Entreguei-lhe a pasta e vi o pequeno sorriso em seu rosto desaparecer quando olhou o desenho.

— Não gostou? Posso refazê-lo. — Comecei a dizer ao notar que o descontentamento em suas feições.

— Não, está ótimo. — Ela disse, fechando a pasta e me entregando.

— Mas? — Incentivei.

— De onde veio a ideia, Regina? — Cora perguntou, olhando-me com sua curiosidade mal disfarçada.

— Eu não sei. — Menti, abri a pasta outra vez, observando o desenho que era inspirado no castelo que aparecia em meus sonhos. — Só achei que seria interessante.

— Entendo. — Cora me avaliou, ficando em silêncio por uns instantes. — Mande-me por email para encaminhá-lo à empreiteira e assim, iniciar a obra o quanto antes.

— Ok. — Disse, me levantando.

— Pressa, querida?

— Tenho um compromisso agora.

— Com quem? — Cora perguntou, a atenção voltada aos papéis novamente.

— Henry.

— Henry? — A ironia pintou sua face. — Espero que não esteja se aventurando fora do casamento, Regina.

— Henry tem 10 anos, mamãe. — Sua expressão mudou, o sorriso irônico deu lugar a expressão fechada.

— Desde quando tem compromisso com crianças, Regina? E de quem esse menino é filho?

— Emma Swan. — Ignorei sua primeira pergunta e olhei as horas. — Estou atrasada. Mando o email depois.

Sem esperar por uma resposta, saí sala afora. Me despedindo de Anna ao passar por ela.

Cheguei na delegacia cinco minutos antes do combinado, Henry estava sentado do lado de fora lendo um livro, não percebeu quando me aproximei.

— O que será que esse livro tem de tão especial que te mantém tão concentrado assim? — Perguntei, tentando ver o conteúdo do livro por cima de seu ombro.

— Regina! — Ele assustou-se, fechando rapidamente o livro.

— Pode ficar tranquilo, não sou uma vilã. Está seguro comigo. — Disse, cruzando o indicador e o médio, como as juras que fazia com Zelena quando éramos crianças.

— Eu sei que você não é. — Desviou os olhos e se levantou. — Espere aqui, vou avisar que você chegou.

Observei-o correr delegacia adentro, saindo logo em seguida puxando a mãe pelo braço.

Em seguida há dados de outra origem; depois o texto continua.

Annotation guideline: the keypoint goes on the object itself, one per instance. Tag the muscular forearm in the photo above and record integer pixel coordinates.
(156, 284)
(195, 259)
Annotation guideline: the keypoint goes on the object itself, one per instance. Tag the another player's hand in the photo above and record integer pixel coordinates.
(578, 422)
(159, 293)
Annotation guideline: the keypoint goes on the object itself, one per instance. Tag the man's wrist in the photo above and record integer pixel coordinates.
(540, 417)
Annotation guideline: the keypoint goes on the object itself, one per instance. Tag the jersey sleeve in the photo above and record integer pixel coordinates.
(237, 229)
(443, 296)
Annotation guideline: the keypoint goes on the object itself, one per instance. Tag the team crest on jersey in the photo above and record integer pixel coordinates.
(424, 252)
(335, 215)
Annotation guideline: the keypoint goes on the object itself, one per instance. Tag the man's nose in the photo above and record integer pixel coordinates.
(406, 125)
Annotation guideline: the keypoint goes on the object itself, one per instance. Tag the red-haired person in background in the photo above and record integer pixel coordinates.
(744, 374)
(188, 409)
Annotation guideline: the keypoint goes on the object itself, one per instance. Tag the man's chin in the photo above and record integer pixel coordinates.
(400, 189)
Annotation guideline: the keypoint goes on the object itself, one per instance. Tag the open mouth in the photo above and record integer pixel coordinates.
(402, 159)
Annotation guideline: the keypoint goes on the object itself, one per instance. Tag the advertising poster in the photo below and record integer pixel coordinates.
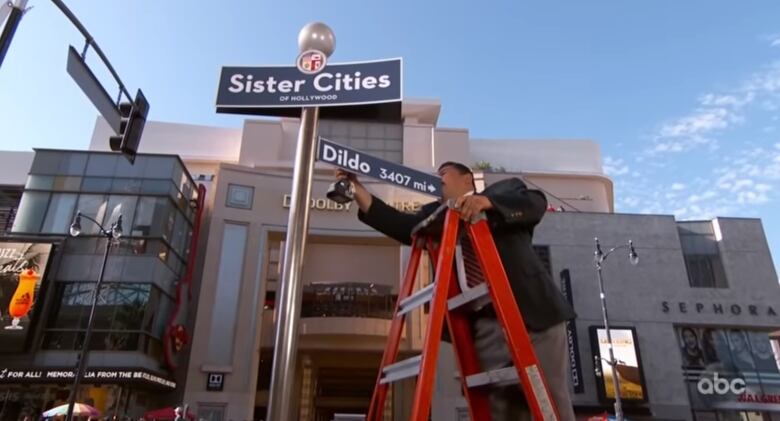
(22, 268)
(629, 367)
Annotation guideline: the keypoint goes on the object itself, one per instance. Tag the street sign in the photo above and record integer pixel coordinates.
(216, 382)
(358, 162)
(274, 87)
(78, 70)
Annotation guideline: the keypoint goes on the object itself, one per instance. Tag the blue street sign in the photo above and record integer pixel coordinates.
(274, 87)
(362, 163)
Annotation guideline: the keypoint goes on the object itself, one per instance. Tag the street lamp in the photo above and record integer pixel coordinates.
(111, 234)
(598, 258)
(319, 37)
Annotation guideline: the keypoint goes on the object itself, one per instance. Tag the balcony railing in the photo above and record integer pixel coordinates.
(348, 299)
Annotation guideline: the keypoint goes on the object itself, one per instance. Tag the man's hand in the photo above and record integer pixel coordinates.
(362, 196)
(471, 206)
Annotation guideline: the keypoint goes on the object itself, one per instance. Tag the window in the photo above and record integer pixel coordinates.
(702, 255)
(102, 164)
(211, 412)
(58, 162)
(228, 289)
(121, 205)
(128, 317)
(240, 197)
(60, 213)
(154, 217)
(32, 210)
(94, 206)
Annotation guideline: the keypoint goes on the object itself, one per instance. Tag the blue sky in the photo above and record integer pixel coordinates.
(684, 97)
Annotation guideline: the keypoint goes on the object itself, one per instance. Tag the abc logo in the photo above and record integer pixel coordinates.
(720, 386)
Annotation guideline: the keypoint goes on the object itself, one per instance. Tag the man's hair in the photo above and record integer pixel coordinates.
(462, 169)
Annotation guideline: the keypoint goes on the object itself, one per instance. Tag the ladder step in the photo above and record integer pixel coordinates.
(500, 377)
(415, 300)
(404, 369)
(477, 296)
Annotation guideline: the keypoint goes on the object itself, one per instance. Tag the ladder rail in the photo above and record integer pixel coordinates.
(425, 380)
(466, 360)
(379, 396)
(508, 313)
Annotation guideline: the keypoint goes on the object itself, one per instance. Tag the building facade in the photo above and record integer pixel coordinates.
(678, 316)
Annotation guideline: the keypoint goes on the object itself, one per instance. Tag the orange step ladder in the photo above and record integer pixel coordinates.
(453, 301)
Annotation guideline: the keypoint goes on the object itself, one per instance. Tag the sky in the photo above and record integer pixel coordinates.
(683, 97)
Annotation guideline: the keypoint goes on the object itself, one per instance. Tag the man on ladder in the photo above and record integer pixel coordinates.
(512, 211)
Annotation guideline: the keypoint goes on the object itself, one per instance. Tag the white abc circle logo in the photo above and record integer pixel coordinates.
(720, 386)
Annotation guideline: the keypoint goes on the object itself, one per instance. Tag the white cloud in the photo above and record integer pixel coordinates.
(709, 194)
(717, 112)
(631, 201)
(751, 198)
(615, 167)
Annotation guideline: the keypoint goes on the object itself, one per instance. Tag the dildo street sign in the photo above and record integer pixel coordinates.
(361, 163)
(273, 87)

— Ei, garoto! Vá com calma. — Emma o advertiu, sorrindo. — Olá, Regina. — Ela disse, colocando a mão no bolso traseiro e me olhando com um pequeno sorriso. — Como foi no médico?

— Está tudo certo com o meu cérebro, senhorita. Não precisei nem de pontos, veja. — Mostrei a ela o pequeno corte que agora tinha um band aid da Hello Kitty.

Hello Kitty? — Ela riu, ao avaliar o curativo. — Interessante.

— Vamos? — Henry, perguntou, se colocando ao meu lado e com o livro embaixo do braço.

— Vamos. — Sorri para ele.

— Henry, se comporte e não exagere no sorvete. — Emma disse, olhando séria para o garoto.

— Mãe, você disse isso mil vezes! — Não controlei o sorriso e Emma revirou os olhos.

— É pra você não se esquecer. Qualquer coisa, me ligue. — Ela disse, bagunçando os fios castanhos e dando um beijo na testa do filho. Meu coração se aqueceu ao ver esse pequeno momento de cuidado e carinho, não consegui tirar o sorriso dos lábios enquanto observava a interação dos dois.

— Pode deixar, xerife! — Correu em direção ao meu carro, me deixando sozinha com Emma.

— Alguma recomendação? — Perguntei, olhando o garoto que estava de costas pra gente.

— Henry é alérgico a baunilha. Ele não gosta do sorvete, todavia, mas é sempre bom avisar. — Senti seu olhar em mim, mas não tirei a atenção do garoto. — Na volta, pode deixá-lo aqui ou no Granny’s. Killian estará lá mais tarde e pode tomar conta dele até o final do expediente.

— Killian? — Olhei-a, curiosa.

— Sim, meu namorado.

— Oh, sim. — Passei a mão pelos cabelos e desviei o olhar. — Bom, acho melhor ir.

— Claro. Bom passeio. — Ela disse, eu sorri e segui para o carro.

— Está pronto para se aventurar, senhor? — Destravei o carro, rindo quando ele entrou rapidamente, fechando a porta e colocando o sinto.

— Estou mais que pronto, senhora. — Disse, em tom sério e os olhos divertidos.

— Aperte o cinto e ligue o rádio, nossa missão começou agora. — Dei partida no carro, um sorriso casto em meus lábios refletia o sentimento bom que se instalava em mim sempre que esse pequeno garoto estava por perto.